Printing Press: "The impact of printing in Europe was comparable to the development of writing and the invention of the alphabet or the internet as far as its effects on the society. Just as writing did not replace speaking, printing did not achieve a position of total dominance. The different graphic modes of communication continued to influence each other. Because of the printing press, authorship became more meaningful and profitable. It was suddenly important who had said or written what, and what the precise formulation and time of composition was. This allowed the exact citing of references, producing the rule, "One Author, one work (title), one piece of information" (Giesecke, 1989; 325). Before, the author was less important, since a copy of Artisole made in Paris would not be exactly identical to one made in Bologna. For many works prior to the printing press, the name of the author was entirely lost"(Wikipedia).

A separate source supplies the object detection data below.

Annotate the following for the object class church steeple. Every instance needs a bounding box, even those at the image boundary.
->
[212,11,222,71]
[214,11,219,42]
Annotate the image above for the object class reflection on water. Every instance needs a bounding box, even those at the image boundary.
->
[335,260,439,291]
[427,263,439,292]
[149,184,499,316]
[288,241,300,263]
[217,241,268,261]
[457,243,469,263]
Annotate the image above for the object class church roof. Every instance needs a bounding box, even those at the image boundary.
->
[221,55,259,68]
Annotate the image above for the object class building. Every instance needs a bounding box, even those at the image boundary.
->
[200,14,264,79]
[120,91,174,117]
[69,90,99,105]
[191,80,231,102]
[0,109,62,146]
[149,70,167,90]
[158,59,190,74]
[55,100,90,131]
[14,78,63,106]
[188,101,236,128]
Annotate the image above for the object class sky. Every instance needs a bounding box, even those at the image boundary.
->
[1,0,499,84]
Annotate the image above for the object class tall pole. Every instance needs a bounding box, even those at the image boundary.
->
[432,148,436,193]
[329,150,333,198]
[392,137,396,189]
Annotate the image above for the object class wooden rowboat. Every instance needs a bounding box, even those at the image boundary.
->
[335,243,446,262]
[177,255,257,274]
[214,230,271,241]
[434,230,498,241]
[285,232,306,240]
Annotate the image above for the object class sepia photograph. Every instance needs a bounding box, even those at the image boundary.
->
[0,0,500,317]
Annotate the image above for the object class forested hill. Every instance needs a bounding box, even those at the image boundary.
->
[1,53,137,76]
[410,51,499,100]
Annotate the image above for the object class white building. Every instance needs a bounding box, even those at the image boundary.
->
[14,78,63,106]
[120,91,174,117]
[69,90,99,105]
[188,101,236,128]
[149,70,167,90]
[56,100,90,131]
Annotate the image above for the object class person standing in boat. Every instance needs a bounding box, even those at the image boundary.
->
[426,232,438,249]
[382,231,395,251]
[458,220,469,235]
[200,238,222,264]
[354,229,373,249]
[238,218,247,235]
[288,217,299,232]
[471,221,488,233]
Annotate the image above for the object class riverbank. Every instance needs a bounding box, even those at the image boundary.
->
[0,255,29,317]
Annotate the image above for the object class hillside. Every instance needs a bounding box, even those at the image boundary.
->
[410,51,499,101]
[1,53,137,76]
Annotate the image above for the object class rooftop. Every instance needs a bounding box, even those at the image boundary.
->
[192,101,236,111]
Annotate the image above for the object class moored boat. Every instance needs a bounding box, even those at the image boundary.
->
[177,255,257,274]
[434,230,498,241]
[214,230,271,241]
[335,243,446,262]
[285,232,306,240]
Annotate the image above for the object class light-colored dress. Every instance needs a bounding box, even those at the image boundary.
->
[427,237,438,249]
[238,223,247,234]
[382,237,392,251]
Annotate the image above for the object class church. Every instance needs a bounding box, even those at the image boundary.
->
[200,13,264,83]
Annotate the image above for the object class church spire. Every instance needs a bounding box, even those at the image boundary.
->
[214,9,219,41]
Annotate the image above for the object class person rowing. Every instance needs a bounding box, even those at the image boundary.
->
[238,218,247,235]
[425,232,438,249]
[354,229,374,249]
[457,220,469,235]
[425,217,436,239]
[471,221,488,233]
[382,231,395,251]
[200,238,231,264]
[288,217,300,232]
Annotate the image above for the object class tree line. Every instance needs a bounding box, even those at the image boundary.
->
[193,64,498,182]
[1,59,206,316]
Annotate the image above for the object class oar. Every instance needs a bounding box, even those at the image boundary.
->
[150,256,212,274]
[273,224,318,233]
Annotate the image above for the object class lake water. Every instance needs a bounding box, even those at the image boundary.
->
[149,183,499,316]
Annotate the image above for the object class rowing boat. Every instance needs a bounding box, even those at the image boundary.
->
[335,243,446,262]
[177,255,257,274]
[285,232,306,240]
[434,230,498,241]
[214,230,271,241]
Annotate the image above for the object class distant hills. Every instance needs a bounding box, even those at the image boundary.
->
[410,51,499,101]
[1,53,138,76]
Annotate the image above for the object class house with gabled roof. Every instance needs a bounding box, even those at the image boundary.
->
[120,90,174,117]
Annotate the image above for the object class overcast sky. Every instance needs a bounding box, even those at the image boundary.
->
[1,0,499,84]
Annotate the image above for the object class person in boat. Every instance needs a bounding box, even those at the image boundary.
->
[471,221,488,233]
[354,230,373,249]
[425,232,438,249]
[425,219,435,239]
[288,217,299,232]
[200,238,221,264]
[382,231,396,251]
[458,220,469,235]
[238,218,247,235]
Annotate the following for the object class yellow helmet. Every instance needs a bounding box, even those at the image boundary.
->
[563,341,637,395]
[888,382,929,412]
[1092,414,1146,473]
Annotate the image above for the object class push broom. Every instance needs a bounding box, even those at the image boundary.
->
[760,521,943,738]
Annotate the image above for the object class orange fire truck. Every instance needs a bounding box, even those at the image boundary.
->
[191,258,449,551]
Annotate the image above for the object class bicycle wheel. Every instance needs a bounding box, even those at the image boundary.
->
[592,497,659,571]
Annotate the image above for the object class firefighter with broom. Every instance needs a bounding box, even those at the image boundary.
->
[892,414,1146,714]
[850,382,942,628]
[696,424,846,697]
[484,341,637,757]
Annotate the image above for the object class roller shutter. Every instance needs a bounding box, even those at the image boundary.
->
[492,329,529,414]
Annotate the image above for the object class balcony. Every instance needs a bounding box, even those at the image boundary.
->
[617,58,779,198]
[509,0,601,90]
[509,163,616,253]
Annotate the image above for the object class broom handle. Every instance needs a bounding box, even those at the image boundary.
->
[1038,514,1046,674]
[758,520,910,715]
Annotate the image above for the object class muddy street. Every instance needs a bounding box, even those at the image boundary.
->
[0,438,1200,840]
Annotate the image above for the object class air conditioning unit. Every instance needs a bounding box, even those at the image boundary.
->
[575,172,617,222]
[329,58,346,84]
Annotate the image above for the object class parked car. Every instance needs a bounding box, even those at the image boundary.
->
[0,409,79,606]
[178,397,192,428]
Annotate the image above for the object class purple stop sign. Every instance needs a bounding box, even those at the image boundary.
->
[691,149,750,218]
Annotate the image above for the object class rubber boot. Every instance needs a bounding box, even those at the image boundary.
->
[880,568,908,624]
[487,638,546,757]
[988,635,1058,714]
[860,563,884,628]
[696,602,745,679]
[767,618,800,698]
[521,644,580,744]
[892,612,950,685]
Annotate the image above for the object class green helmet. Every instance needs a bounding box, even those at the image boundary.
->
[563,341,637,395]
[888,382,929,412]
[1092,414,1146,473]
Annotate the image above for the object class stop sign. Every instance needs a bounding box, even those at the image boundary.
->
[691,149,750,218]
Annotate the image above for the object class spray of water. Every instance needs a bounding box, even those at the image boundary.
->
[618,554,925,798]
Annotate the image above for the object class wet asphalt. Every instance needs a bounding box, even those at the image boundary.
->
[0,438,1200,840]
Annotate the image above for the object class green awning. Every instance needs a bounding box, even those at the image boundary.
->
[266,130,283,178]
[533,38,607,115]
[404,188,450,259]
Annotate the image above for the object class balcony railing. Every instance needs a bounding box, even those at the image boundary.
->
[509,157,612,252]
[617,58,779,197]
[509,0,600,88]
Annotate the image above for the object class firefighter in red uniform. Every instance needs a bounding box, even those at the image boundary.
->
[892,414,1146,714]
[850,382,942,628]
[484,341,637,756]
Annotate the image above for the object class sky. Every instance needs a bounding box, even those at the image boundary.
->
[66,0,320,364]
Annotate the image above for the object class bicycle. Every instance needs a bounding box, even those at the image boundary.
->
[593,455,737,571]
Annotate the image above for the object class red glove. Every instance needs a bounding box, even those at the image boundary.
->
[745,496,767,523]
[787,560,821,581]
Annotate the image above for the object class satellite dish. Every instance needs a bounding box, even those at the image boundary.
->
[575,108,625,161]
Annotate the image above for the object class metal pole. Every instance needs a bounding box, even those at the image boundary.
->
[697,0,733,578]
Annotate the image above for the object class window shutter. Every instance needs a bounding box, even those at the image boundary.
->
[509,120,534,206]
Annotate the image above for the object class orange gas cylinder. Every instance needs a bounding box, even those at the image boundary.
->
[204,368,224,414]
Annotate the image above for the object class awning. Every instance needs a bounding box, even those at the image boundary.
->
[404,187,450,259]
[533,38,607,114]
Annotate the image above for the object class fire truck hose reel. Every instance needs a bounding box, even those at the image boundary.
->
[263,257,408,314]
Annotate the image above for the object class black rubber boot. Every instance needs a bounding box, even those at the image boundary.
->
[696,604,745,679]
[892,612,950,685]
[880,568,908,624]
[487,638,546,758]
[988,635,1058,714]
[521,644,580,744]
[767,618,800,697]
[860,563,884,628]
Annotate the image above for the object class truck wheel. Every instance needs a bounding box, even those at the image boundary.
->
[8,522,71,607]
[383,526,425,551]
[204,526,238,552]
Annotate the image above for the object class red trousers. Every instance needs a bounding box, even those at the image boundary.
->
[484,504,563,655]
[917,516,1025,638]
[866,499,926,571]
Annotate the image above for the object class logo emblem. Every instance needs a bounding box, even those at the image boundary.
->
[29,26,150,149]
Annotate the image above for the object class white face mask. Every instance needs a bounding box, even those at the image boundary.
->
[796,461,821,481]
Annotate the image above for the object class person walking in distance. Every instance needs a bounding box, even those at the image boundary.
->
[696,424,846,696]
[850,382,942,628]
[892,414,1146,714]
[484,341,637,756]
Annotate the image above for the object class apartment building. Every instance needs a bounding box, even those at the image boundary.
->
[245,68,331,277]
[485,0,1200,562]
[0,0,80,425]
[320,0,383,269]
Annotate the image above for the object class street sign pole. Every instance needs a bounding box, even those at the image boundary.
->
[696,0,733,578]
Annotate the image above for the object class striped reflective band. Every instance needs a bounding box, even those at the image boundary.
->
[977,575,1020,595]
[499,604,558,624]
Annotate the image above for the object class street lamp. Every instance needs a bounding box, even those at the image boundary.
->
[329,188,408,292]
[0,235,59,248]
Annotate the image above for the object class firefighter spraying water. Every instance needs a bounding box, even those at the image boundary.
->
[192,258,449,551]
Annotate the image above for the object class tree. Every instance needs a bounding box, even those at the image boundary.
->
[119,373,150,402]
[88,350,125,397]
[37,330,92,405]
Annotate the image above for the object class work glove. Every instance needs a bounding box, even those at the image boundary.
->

For the collabortive process each of us chose one of the inventions and researched it and the fourth one we all researched. Then we got together and shared our research with each other and chose which stuff to keep and which stuff to get rid of. Then we put our findings in a timeline on a poster.
From this assignment I learnt about the inventions and the impact that the cinema, radio, telegraph and printing press had on our society. They were all big inventions and without them the world would be completely different. Without the cinema and radio we couldn't watch TV and movies or listen to music. Without the Printing press we wouldn't have the Toronto Star. This world as it is now, would not be the same without these four inventions.
Marshal McLuhan said that media ecology "means arranging various media to help each other so they won't cancel each other out, to buttress one medium with another. You might say, for example, that radio is a bigger help to literacy than television, but television might be a very wonderful aid to teaching languages. And so you can do some things on some media that you cannot do on others. And, therefore, if you watch the whole field, you can prevent this waste that comes by one canceling the other out" (Wikipedia*).

Sources:
Wikipedia. Printing Press. November 13, 2007. November 16, 2007.
<http://en.wikipedia.org/wiki/Printing_press>

About.Com. The Invention of radio. 2007. November 16, 2007.
<http://inventors.about.com/od/rstartinventions/a/radio.htm>

About.Com*. The History of the Motion Picture. 2007. November 16, 2007.
<http://inventors.about.com/library/inventors/blmotionpictures.htm>

Rubin, Julian. Samuel Morse: The Invention of the Telegraph. September 2007. November 16, 2007
<http://www.juliantrubin.com/bigten/morsetelegraph.html>

Wikipedia*. Media Ecology. November 16, 2007. November 16, 2007.